Westbrook still puts up solid numbers but is no longer the player he once was.
He is currently posting a career-worst TS% at 47.5% and he is in the 19th percentile in points-per-shot-attempt.
This may have been a debate 2+ years ago.
It is not anymore.
Point guards are so critical to a team’s success because they are typically the leader on the court.
They bring the ball up, initiate the offense, and read the defense to occasionally call plays.
While these traditional duties don’t always fall on the point guard’s shoulders, Lillard and Westbrook still carry much of these responsibilities.
Because of the vital role these two play in their offense, they have an immense impact on their team.
And just like in terms of offense, Lillard has widened the gap here.
During his MVP campaign in 2016-17, Russ posted an absurd 41.7 Usage Percentage that led the league.
At 40.8%, R.Westbrook has the highest usage rate since play by play data started to record ('96). https://t.co/YIIWsp1lnS
— NBA.com/Stats (@nbastats) April 17, 2017
The Thunder were +13.4-points-per-100-possessions better with Westbrook on the court than when he sat.
But now, he is down to a 31.5 USG%, right in-line with Lillard’s 31.8% USG%.
And what’s worse, the Wizards are actually 8 points worse when Russell is on the court.
Meanwhile, the Trailblazers are 12.5 points better with Dame running the show.
Part of that can be chalked up to overall team talent (Wiz are 8-17, Blazers are 17-10).
But Westbrook’s teammate, Bradley Beal, makes Washington 1.8 points better when he plays.
The eye-test supports these advanced analytics.
Teams know Westbrook can’t shoot from outside, which allows them to crowd the lane.
This eliminates his driving lanes and hinders his teammates’ ability to cut to the basket.
Lillard’s elite shooting forces the defense to open up.
Teams have to guard him well beyond the 3-point line and occasionally send double-teams.
In turn, this frees up other Blazers for open looks at the basket and rolls to the rim.

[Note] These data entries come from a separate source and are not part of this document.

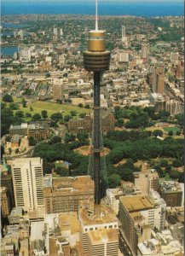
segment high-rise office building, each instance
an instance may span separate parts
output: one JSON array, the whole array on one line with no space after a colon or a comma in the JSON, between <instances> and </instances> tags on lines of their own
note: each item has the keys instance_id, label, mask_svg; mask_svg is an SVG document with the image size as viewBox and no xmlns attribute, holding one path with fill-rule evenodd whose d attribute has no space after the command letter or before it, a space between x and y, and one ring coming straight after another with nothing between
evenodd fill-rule
<instances>
[{"instance_id":1,"label":"high-rise office building","mask_svg":"<svg viewBox=\"0 0 185 256\"><path fill-rule=\"evenodd\" d=\"M122 38L122 42L126 42L127 41L125 26L121 26L121 38Z\"/></svg>"},{"instance_id":2,"label":"high-rise office building","mask_svg":"<svg viewBox=\"0 0 185 256\"><path fill-rule=\"evenodd\" d=\"M171 62L173 64L178 64L178 52L171 52Z\"/></svg>"},{"instance_id":3,"label":"high-rise office building","mask_svg":"<svg viewBox=\"0 0 185 256\"><path fill-rule=\"evenodd\" d=\"M0 197L2 215L3 217L9 216L10 213L10 198L8 189L6 187L0 188Z\"/></svg>"},{"instance_id":4,"label":"high-rise office building","mask_svg":"<svg viewBox=\"0 0 185 256\"><path fill-rule=\"evenodd\" d=\"M20 37L21 40L24 39L24 31L23 30L20 31Z\"/></svg>"},{"instance_id":5,"label":"high-rise office building","mask_svg":"<svg viewBox=\"0 0 185 256\"><path fill-rule=\"evenodd\" d=\"M8 194L9 194L10 199L10 210L14 206L14 188L13 188L13 181L12 181L12 175L1 173L1 186L6 187L8 189Z\"/></svg>"},{"instance_id":6,"label":"high-rise office building","mask_svg":"<svg viewBox=\"0 0 185 256\"><path fill-rule=\"evenodd\" d=\"M11 168L15 206L28 212L43 207L43 160L15 159Z\"/></svg>"},{"instance_id":7,"label":"high-rise office building","mask_svg":"<svg viewBox=\"0 0 185 256\"><path fill-rule=\"evenodd\" d=\"M78 212L79 201L92 198L94 193L90 176L44 177L45 213Z\"/></svg>"},{"instance_id":8,"label":"high-rise office building","mask_svg":"<svg viewBox=\"0 0 185 256\"><path fill-rule=\"evenodd\" d=\"M176 76L178 79L182 79L184 78L184 61L178 63L176 70Z\"/></svg>"},{"instance_id":9,"label":"high-rise office building","mask_svg":"<svg viewBox=\"0 0 185 256\"><path fill-rule=\"evenodd\" d=\"M122 38L123 38L124 37L126 36L126 27L125 27L125 26L122 26L121 30L122 30Z\"/></svg>"},{"instance_id":10,"label":"high-rise office building","mask_svg":"<svg viewBox=\"0 0 185 256\"><path fill-rule=\"evenodd\" d=\"M146 195L149 194L151 189L158 190L159 175L158 172L151 170L134 172L134 183L140 190Z\"/></svg>"},{"instance_id":11,"label":"high-rise office building","mask_svg":"<svg viewBox=\"0 0 185 256\"><path fill-rule=\"evenodd\" d=\"M152 73L153 92L164 93L165 90L165 70L162 67L154 67Z\"/></svg>"},{"instance_id":12,"label":"high-rise office building","mask_svg":"<svg viewBox=\"0 0 185 256\"><path fill-rule=\"evenodd\" d=\"M181 113L180 102L177 100L169 99L165 102L165 111L171 114L176 114Z\"/></svg>"},{"instance_id":13,"label":"high-rise office building","mask_svg":"<svg viewBox=\"0 0 185 256\"><path fill-rule=\"evenodd\" d=\"M54 100L64 99L64 85L63 80L60 79L55 79L53 81L53 98Z\"/></svg>"},{"instance_id":14,"label":"high-rise office building","mask_svg":"<svg viewBox=\"0 0 185 256\"><path fill-rule=\"evenodd\" d=\"M123 51L119 55L119 62L129 62L129 52Z\"/></svg>"},{"instance_id":15,"label":"high-rise office building","mask_svg":"<svg viewBox=\"0 0 185 256\"><path fill-rule=\"evenodd\" d=\"M58 29L57 27L54 27L54 34L57 37L58 36Z\"/></svg>"},{"instance_id":16,"label":"high-rise office building","mask_svg":"<svg viewBox=\"0 0 185 256\"><path fill-rule=\"evenodd\" d=\"M63 37L64 33L63 33L63 29L62 28L60 29L60 34L61 34L61 37Z\"/></svg>"},{"instance_id":17,"label":"high-rise office building","mask_svg":"<svg viewBox=\"0 0 185 256\"><path fill-rule=\"evenodd\" d=\"M165 201L167 207L182 206L182 190L179 183L174 181L164 182L159 185L159 193Z\"/></svg>"},{"instance_id":18,"label":"high-rise office building","mask_svg":"<svg viewBox=\"0 0 185 256\"><path fill-rule=\"evenodd\" d=\"M142 44L142 59L147 60L148 57L148 44L143 42Z\"/></svg>"},{"instance_id":19,"label":"high-rise office building","mask_svg":"<svg viewBox=\"0 0 185 256\"><path fill-rule=\"evenodd\" d=\"M119 220L128 246L137 255L137 244L151 238L152 229L165 228L165 201L152 190L150 195L119 197Z\"/></svg>"}]
</instances>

Lillard himself is an offensive dynamo.
But his ability to use his incredible offensive prowess to make life easier for teammates is what makes him truly special.
Lillard Much Better
In conclusion, Lillard is far and away the better player at this point in time.

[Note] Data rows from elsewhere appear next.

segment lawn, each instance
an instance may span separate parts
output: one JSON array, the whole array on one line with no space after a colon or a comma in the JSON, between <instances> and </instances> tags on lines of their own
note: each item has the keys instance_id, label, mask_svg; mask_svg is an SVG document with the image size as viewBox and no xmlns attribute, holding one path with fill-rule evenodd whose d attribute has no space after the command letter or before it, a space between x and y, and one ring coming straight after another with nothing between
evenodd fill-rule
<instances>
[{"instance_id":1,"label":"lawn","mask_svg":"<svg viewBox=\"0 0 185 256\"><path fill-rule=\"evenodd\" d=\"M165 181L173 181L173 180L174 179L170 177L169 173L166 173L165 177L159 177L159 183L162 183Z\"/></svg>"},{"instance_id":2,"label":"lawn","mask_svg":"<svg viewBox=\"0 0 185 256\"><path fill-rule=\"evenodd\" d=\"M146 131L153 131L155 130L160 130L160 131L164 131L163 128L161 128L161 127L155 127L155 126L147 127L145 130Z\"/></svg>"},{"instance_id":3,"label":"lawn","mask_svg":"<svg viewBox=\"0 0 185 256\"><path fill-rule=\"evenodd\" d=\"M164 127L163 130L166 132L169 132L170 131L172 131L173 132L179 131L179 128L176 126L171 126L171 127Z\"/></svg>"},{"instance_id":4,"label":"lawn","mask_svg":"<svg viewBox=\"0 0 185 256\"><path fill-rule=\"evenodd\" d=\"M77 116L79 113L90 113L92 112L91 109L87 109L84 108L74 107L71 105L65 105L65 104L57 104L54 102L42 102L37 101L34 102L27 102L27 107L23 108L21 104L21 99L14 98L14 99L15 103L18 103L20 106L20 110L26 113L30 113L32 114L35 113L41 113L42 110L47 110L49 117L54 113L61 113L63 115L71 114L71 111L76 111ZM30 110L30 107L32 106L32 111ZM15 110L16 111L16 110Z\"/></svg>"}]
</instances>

What may have once been a contest is now a one-sided affair.
Westbrook’s otherworldly athleticism makes him a better defender, but the difference isn’t great enough to offset the gulf on offense between the two.

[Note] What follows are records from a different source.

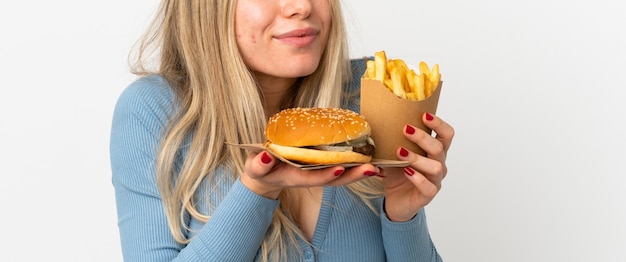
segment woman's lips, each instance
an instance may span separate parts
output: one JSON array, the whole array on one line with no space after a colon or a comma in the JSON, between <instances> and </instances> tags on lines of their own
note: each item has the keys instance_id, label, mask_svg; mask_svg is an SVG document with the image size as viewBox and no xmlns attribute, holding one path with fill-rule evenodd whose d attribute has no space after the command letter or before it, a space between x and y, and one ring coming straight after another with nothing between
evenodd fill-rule
<instances>
[{"instance_id":1,"label":"woman's lips","mask_svg":"<svg viewBox=\"0 0 626 262\"><path fill-rule=\"evenodd\" d=\"M305 47L315 41L318 33L313 28L297 29L277 35L274 39L297 47Z\"/></svg>"}]
</instances>

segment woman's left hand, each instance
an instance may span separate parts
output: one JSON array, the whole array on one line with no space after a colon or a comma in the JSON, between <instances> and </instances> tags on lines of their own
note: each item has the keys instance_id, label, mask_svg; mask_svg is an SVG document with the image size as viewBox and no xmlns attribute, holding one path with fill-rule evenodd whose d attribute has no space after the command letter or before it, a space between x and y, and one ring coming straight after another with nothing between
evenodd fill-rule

That also isn’t to say Russ is a good defender – he is just better when compared to Dame.
Losing half a step to age has had a serious impact on Westbrook’s offensive game.
He can no longer penetrate the paint with ease which exacerbates his shooting inefficiencies.
On the flip side of the coin, Lillard seems to have unlocked a new level.
He is hitting career highs in scoring and doing so uber efficiently.
His seemingly limitless range and playmaking ability make things easier for the team as a whole, too.
Both are talented players, but Lillard takes the cake in this debate.